Crush
Middle English: from Old French cruissir, ‘gnash (teeth) or crack’, of unknown origin.
wiktionary
From Middle English cruschen(“to crush, smash, squeeze, squash”), from Old French croissir(“to crush”), from Late Latin *cruscio(“to brush”), from Frankish *krostjan(“to crush, squeeze, squash”). Akin to Gothic 𐌺𐍂𐌹𐌿𐍃𐍄𐌰𐌽( kriustan, “to gnash”), Old Swedish krusa(“to crush”), Middle Low German krossen(“to break”), Swedish krysta(“to squeeze”), Danish kryste(“to squash”), Icelandic kreista(“to squeeze, squash”), Faroese kroysta(“to squeeze”).
etymonline
crush (v.)
mid-14c., "smash, shatter, break into fragments or small particles; force down and bruise by heavy weight," also figuratively, "overpower, subdue," from Old French cruissir (Modern French écraser), variant of croissir "to gnash (teeth), crash, smash, break," which is perhaps from Frankish *krostjan "to gnash" (cognates: Gothic kriustan, Old Swedish krysta "to gnash").

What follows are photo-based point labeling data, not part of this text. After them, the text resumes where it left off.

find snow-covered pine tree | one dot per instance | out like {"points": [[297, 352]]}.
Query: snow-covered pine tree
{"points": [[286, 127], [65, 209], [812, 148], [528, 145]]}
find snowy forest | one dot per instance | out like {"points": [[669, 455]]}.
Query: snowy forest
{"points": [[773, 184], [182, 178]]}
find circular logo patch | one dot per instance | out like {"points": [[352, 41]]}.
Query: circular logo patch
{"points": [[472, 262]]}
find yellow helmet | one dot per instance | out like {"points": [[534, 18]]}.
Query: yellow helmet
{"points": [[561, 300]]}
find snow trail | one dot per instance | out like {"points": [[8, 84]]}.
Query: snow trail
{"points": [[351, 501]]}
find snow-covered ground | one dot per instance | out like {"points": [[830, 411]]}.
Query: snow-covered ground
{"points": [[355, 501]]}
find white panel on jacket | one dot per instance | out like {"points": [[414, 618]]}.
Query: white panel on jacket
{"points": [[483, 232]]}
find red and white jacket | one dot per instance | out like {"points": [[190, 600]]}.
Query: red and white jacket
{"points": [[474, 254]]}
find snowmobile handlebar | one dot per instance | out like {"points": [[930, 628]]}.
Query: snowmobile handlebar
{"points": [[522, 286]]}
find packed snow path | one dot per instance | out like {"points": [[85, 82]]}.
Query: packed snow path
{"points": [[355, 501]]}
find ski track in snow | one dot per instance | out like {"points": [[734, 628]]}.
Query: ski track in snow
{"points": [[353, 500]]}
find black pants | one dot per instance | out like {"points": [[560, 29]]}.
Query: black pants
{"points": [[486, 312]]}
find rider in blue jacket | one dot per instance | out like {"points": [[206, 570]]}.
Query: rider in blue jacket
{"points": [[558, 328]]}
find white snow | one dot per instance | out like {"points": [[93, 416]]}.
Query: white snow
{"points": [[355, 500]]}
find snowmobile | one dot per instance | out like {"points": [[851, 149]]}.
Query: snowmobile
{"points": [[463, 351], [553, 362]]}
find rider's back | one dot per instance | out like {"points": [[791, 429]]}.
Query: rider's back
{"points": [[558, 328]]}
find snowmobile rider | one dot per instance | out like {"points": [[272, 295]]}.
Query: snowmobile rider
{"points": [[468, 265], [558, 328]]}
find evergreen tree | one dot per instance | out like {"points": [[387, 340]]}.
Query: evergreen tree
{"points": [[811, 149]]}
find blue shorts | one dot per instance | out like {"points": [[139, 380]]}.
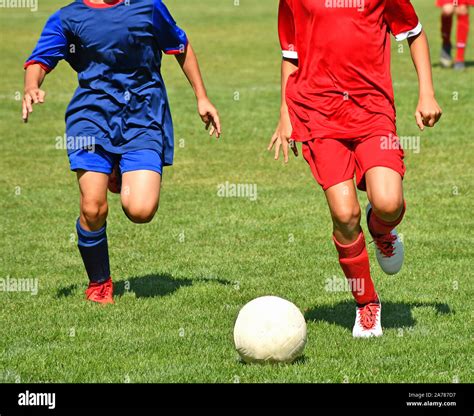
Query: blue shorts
{"points": [[103, 162]]}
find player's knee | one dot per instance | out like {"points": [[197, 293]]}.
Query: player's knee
{"points": [[346, 218], [388, 207], [448, 10], [94, 212], [141, 214], [462, 10]]}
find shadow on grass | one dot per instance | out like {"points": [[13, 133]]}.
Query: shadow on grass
{"points": [[149, 286], [394, 314]]}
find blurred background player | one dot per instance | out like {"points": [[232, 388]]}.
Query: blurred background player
{"points": [[119, 119], [337, 99], [449, 8]]}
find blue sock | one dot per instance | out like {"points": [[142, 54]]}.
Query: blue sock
{"points": [[94, 252]]}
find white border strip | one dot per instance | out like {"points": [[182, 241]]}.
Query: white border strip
{"points": [[290, 54], [415, 31]]}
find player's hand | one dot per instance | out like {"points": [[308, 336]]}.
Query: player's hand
{"points": [[428, 112], [281, 139], [30, 97], [210, 117]]}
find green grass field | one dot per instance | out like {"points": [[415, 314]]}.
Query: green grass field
{"points": [[182, 279]]}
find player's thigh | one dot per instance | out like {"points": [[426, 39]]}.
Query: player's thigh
{"points": [[462, 10], [141, 181], [141, 192], [93, 190], [447, 9], [385, 191], [92, 170], [331, 161]]}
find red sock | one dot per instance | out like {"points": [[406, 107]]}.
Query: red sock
{"points": [[446, 25], [461, 36], [377, 226], [354, 261]]}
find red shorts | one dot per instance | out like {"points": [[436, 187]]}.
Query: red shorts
{"points": [[333, 161], [441, 3]]}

Figurative sense of "to humiliate, demoralize" is by c. 1600. Related: Crushed; crushing; crusher. Italian crosciare, Catalan cruxir, Spanish crujirare "to crack" are Germanic loan-words.
crush (n.)
1590s, "act of crushing, a violent collision or rushing together," from crush (v.). Meaning "thick crowd" is from 1806. Sense of "person one is infatuated with" is first recorded 1884, U.S. slang; to have a crush on (someone) is by 1903.